GitHub Overview
mongodb/mongo
The MongoDB Database
Topics
Star History
Database
MongoDB Atlas Vector Search
Overview
MongoDB Atlas Vector Search is a vector search capability integrated into MongoDB's popular document-oriented NoSQL database. Offered as part of MongoDB Atlas (cloud managed service), it enables vector search within existing MongoDB infrastructure. By combining the flexibility of document databases with vector search, it facilitates building RAG applications and recommendation systems.
Details
MongoDB was developed by 10gen (now MongoDB Inc.) in 2009 and has become one of the most popular NoSQL databases.

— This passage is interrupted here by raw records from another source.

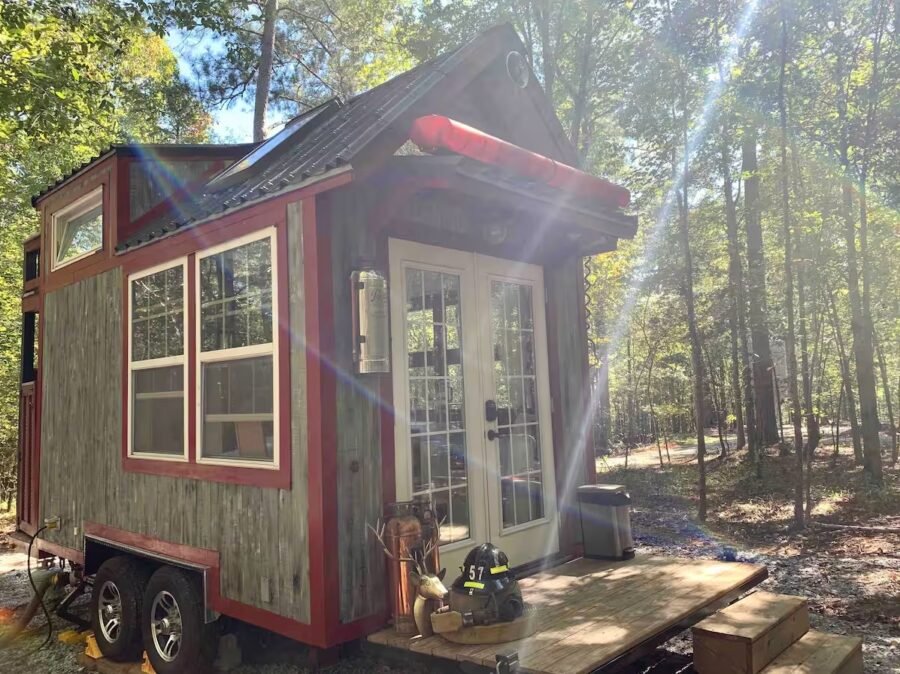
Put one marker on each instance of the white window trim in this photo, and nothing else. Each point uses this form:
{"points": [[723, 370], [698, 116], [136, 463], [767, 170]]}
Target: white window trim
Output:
{"points": [[237, 354], [78, 207], [168, 361]]}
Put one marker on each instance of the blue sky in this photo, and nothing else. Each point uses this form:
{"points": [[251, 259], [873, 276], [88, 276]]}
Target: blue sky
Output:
{"points": [[232, 124]]}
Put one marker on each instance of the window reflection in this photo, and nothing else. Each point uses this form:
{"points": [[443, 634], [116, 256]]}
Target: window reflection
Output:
{"points": [[436, 400]]}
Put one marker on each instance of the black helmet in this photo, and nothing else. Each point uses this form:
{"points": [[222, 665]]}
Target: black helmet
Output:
{"points": [[487, 590], [486, 570]]}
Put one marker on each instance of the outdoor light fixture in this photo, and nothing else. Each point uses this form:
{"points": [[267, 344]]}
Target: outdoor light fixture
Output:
{"points": [[496, 233], [370, 320]]}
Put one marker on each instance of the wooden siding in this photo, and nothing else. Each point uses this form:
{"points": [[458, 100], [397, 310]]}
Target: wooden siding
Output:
{"points": [[261, 533], [567, 338], [151, 181], [359, 488]]}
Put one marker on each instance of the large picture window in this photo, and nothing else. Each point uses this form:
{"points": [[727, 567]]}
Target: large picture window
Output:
{"points": [[237, 393], [78, 229], [157, 310]]}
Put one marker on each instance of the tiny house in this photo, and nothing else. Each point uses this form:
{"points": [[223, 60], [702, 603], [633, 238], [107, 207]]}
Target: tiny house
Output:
{"points": [[235, 356]]}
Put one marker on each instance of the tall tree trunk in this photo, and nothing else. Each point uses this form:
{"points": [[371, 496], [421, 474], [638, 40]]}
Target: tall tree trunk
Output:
{"points": [[790, 345], [861, 321], [740, 358], [693, 329], [847, 382], [764, 393], [264, 72], [886, 388]]}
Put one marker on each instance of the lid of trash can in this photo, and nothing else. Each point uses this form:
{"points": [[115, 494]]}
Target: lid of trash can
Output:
{"points": [[604, 494], [604, 488]]}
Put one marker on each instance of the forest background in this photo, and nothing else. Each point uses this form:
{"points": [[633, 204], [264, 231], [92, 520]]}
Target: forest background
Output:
{"points": [[760, 140]]}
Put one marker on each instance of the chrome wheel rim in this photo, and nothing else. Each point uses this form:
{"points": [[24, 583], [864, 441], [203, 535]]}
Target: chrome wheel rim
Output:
{"points": [[110, 611], [165, 626]]}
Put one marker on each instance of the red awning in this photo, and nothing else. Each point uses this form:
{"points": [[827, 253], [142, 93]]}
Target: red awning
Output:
{"points": [[432, 132]]}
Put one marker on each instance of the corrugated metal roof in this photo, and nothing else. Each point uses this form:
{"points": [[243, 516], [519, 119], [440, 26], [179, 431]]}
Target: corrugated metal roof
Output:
{"points": [[131, 149], [333, 143]]}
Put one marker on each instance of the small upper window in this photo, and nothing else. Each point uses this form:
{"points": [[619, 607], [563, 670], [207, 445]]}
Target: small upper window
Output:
{"points": [[237, 378], [78, 229]]}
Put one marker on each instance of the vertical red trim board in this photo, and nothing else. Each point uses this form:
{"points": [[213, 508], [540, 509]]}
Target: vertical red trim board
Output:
{"points": [[321, 440]]}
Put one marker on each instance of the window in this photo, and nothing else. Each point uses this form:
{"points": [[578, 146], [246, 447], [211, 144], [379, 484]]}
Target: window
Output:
{"points": [[157, 310], [78, 229], [237, 393]]}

MongoDB Atlas Vector Search was introduced in 2023, enabling storage and search of vector embeddings. It leverages an Apache Lucene-based search engine to provide advanced similarity search capabilities.
Key features of MongoDB Atlas Vector Search:
- Integration of document database and vector search
- Approximate Nearest Neighbor (ANN) algorithm
- Support for high-dimensional vectors (up to 4096 dimensions)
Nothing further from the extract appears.